Genome Sequence of Oenococcus oeni UNQOe19, the First Fully Assembled Genome Sequence of a Patagonian Psychrotrophic Oenological Strain.

Oenococcus oeni UNQOe19 is a native strain isolated from a Patagonian pinot noir wine undergoing spontaneous malolactic fermentation. Here, we present the 1.83-Mb genome sequence of O. oeni UNQOe19, the first fully assembled genome sequence of a psychrotrophic strain from an Argentinean wine.

ANNOUNCEMENT

Oenococcus oeni UNQOe19 is a native psychrotrophic strain isolated from a pinot noir wine undergoing spontaneous malolactic fermentation (MLF) at the oldest commercial winery in General Roca, North Patagonia, Argentina. Pinot noir grapes grow very well in the North Patagonian region due to the agroecological conditions there. In a previous work, we showed the prevalence of O. oeni and Lactobacillus plantarum strains in Patagonian wines undergoing spontaneous MLF, which suggests that both species are involved in leading the MLF process (1). In this work, we report the first fully assembled genome sequence of a psychrotrophic O. oeni strain, UNQOe19, which showed a good capacity for implantation in microvinification assays, driving the MLF at low incubation temperatures. This finding suggests its potential to be used as a malolactic starter culture at environmental temperatures below 15°C (2).

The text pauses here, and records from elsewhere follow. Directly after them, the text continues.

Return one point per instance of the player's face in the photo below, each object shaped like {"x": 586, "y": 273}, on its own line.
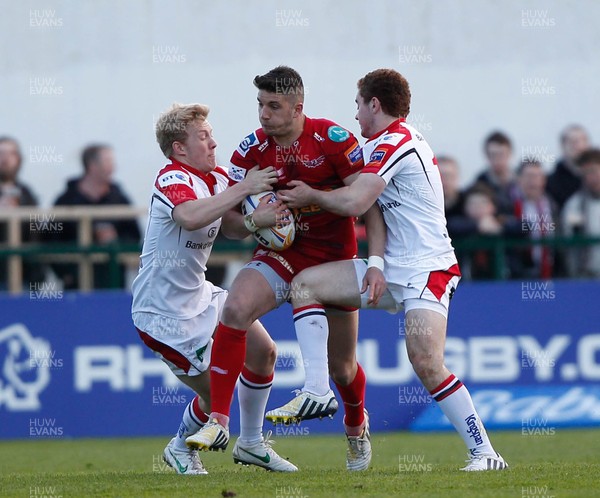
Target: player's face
{"x": 533, "y": 182}
{"x": 364, "y": 116}
{"x": 591, "y": 177}
{"x": 499, "y": 156}
{"x": 199, "y": 150}
{"x": 276, "y": 113}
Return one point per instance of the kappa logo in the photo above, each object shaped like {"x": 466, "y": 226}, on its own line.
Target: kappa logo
{"x": 21, "y": 379}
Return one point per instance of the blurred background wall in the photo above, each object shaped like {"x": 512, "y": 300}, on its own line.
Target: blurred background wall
{"x": 72, "y": 72}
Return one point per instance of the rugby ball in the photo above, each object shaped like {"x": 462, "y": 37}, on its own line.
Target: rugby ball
{"x": 278, "y": 237}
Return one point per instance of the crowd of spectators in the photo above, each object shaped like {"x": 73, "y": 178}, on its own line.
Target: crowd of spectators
{"x": 523, "y": 202}
{"x": 95, "y": 187}
{"x": 506, "y": 201}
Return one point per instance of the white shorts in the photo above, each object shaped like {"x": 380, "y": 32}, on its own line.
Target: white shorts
{"x": 184, "y": 345}
{"x": 425, "y": 289}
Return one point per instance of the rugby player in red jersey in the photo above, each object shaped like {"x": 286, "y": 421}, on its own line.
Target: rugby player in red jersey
{"x": 175, "y": 309}
{"x": 325, "y": 156}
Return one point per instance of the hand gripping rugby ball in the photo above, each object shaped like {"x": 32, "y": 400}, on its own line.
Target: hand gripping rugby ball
{"x": 278, "y": 237}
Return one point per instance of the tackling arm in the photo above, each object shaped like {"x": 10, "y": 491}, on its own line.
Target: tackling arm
{"x": 193, "y": 215}
{"x": 353, "y": 200}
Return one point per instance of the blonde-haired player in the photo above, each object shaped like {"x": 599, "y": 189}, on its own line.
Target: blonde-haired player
{"x": 175, "y": 309}
{"x": 413, "y": 257}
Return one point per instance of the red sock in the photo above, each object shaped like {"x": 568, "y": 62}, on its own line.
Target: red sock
{"x": 197, "y": 411}
{"x": 353, "y": 396}
{"x": 227, "y": 360}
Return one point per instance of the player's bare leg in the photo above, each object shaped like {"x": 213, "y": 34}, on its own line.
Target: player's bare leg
{"x": 309, "y": 289}
{"x": 351, "y": 383}
{"x": 336, "y": 284}
{"x": 425, "y": 341}
{"x": 249, "y": 298}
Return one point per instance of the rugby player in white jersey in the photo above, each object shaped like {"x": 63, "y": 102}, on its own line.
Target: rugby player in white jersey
{"x": 175, "y": 309}
{"x": 413, "y": 267}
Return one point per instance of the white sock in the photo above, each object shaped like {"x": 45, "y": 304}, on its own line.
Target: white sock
{"x": 193, "y": 420}
{"x": 455, "y": 401}
{"x": 312, "y": 332}
{"x": 253, "y": 393}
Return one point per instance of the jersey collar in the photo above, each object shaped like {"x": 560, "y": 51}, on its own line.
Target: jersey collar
{"x": 392, "y": 125}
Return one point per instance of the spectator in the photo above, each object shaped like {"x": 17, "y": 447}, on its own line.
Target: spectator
{"x": 13, "y": 194}
{"x": 480, "y": 211}
{"x": 454, "y": 198}
{"x": 95, "y": 188}
{"x": 565, "y": 180}
{"x": 537, "y": 214}
{"x": 498, "y": 176}
{"x": 581, "y": 216}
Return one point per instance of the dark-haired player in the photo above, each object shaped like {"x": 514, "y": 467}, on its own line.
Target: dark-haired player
{"x": 416, "y": 258}
{"x": 325, "y": 156}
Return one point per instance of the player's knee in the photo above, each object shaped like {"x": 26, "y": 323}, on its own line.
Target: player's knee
{"x": 426, "y": 365}
{"x": 270, "y": 354}
{"x": 303, "y": 288}
{"x": 237, "y": 312}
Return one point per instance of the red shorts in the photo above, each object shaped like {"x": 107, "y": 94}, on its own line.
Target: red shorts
{"x": 283, "y": 266}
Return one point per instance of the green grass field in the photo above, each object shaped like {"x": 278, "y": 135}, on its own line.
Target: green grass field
{"x": 422, "y": 465}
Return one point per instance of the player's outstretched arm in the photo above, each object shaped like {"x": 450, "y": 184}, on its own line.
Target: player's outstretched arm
{"x": 267, "y": 214}
{"x": 193, "y": 215}
{"x": 353, "y": 200}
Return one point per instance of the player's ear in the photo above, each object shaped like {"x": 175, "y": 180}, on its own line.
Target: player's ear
{"x": 298, "y": 108}
{"x": 178, "y": 148}
{"x": 375, "y": 105}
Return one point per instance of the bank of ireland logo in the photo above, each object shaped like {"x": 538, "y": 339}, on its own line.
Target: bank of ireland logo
{"x": 22, "y": 380}
{"x": 338, "y": 134}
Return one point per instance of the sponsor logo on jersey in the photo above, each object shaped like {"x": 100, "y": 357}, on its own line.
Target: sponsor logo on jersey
{"x": 392, "y": 139}
{"x": 377, "y": 156}
{"x": 236, "y": 173}
{"x": 338, "y": 134}
{"x": 248, "y": 142}
{"x": 314, "y": 163}
{"x": 263, "y": 146}
{"x": 354, "y": 154}
{"x": 198, "y": 245}
{"x": 174, "y": 178}
{"x": 386, "y": 206}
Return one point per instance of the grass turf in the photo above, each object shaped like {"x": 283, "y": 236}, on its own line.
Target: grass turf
{"x": 564, "y": 464}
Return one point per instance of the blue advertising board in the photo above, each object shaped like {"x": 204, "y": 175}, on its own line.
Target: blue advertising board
{"x": 72, "y": 365}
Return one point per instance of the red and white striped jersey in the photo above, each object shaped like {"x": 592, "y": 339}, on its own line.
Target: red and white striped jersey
{"x": 171, "y": 278}
{"x": 412, "y": 202}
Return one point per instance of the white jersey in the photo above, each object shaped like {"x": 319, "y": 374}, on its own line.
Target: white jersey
{"x": 412, "y": 202}
{"x": 171, "y": 278}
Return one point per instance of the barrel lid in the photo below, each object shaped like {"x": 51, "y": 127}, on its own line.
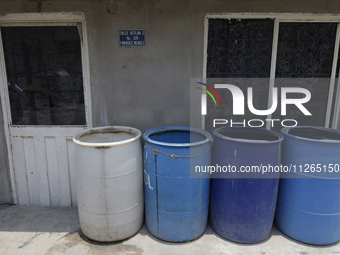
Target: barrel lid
{"x": 205, "y": 136}
{"x": 108, "y": 136}
{"x": 313, "y": 133}
{"x": 248, "y": 135}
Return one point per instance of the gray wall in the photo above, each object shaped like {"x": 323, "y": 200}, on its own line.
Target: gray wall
{"x": 146, "y": 87}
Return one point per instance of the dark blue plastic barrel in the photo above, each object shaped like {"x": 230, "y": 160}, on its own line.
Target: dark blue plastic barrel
{"x": 176, "y": 206}
{"x": 308, "y": 207}
{"x": 242, "y": 209}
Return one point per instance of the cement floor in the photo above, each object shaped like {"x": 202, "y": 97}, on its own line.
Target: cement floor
{"x": 56, "y": 230}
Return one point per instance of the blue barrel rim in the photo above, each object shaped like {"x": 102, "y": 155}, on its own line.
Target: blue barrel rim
{"x": 285, "y": 132}
{"x": 76, "y": 137}
{"x": 240, "y": 140}
{"x": 179, "y": 128}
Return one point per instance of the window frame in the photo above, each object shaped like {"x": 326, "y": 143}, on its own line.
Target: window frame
{"x": 281, "y": 18}
{"x": 41, "y": 19}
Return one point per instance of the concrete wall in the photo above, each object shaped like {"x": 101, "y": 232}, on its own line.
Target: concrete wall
{"x": 146, "y": 87}
{"x": 5, "y": 187}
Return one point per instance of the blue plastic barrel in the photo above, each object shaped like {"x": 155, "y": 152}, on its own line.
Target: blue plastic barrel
{"x": 176, "y": 206}
{"x": 242, "y": 204}
{"x": 308, "y": 207}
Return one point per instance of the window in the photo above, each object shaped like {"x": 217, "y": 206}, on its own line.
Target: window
{"x": 44, "y": 72}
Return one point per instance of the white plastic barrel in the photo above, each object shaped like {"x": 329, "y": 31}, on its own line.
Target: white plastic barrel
{"x": 108, "y": 164}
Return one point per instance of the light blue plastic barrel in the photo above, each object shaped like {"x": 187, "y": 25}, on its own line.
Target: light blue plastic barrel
{"x": 176, "y": 206}
{"x": 308, "y": 206}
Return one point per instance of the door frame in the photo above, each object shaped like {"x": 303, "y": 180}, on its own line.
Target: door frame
{"x": 279, "y": 18}
{"x": 42, "y": 19}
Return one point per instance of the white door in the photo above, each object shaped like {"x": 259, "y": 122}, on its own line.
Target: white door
{"x": 45, "y": 94}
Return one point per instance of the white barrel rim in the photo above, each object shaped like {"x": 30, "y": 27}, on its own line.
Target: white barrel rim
{"x": 107, "y": 128}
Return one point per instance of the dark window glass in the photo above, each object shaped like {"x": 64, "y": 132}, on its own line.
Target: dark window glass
{"x": 239, "y": 51}
{"x": 44, "y": 72}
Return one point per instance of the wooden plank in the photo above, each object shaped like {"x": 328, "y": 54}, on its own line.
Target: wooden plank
{"x": 72, "y": 172}
{"x": 20, "y": 172}
{"x": 52, "y": 166}
{"x": 31, "y": 171}
{"x": 41, "y": 163}
{"x": 64, "y": 178}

Strain UNQOe19 was grown in Leuconostoc oenos medium (MLO) (3) at 28°C for 7 days. To obtain DNA, 1 mg/ml of lysozyme with 1% sodium dodecyl sulfate was used. Proteins were removed with 0.1 µg/ml of proteinase K, followed by phenol-chloroform-isoamyl alcohol (25:24:1) extraction. A total of 16 µg of high-quality genomic DNA was required for library preparation and sequencing. A whole-genome shotgun library was constructed using a 20-kb SMRTbell version 1.0 template prep kit, followed by single-molecule real-time (SMRT) sequencing conducted on an RS II (Pacific Biosciences) sequencer. A total of 103,710 reads (588-fold coverage and a polymerase read N50 size of 14,765 bp), with an average length of 10,359 bp and an estimated accuracy of 85%, were used as input for de novo assembly with the Canu package (4). The Canu output consisted of a single circular contig without gaps; the chromosomal contig was 1,826,824 bp long with a 37.9% G+C content. Prediction and annotation of the coding sequences were conducted with GeneMarkS (5). Genome annotation was done using the NCBI Prokaryotic Genome Annotation Pipeline (6), and gene ontology relationships were estimated using Blast2GO version 5.1.1 (7). The Bacterial Pan-Genome Analysis (BPGA) pipeline (8) was used to compare the presence/absence of genes in strain UNQOe19 with other O. oeni strains. Out of 1,891 predicted genes, 1,721 were identified as protein-coding DNA sequences, 118 were potential pseudogenes, and 52 were RNA coding genes (43 tRNAs, 6 rRNAs, and 3 noncoding RNAs); these findings are comparable to those for other O. oeni strains (9–13).

Compared with the genome annotation of O. oeni strain PSU-1 (14), 160 unique genes in O. oeni UNQOe19 were detected. Among them, 19 genes were related to cellular components, 29 to metabolic processes, 23 to DNA molecular functions, 11 to plasmid and related conjugal transfer proteins, 13 to transmembrane transporter activities, 21 to putative phage-related proteins, and 38 to hypothetical proteins. Interestingly, the remaining six genes were related to homeostasis and oxidoreductase activity stress response, which is similar to earlier results described for other lactic acid bacterial species (15–17).

Further detailed evaluation will help elucidate the molecular basis of O. oeni strain UNQOe19’s potential as a malolactic starter culture and its ability to adapt to the stressful wine conditions, including low environmental temperatures, in the North Patagonian region.

Data availability.

The whole-genome sequence of O. oeni strain UNQOe19 has been deposited at GenBank under the accession number CP027431.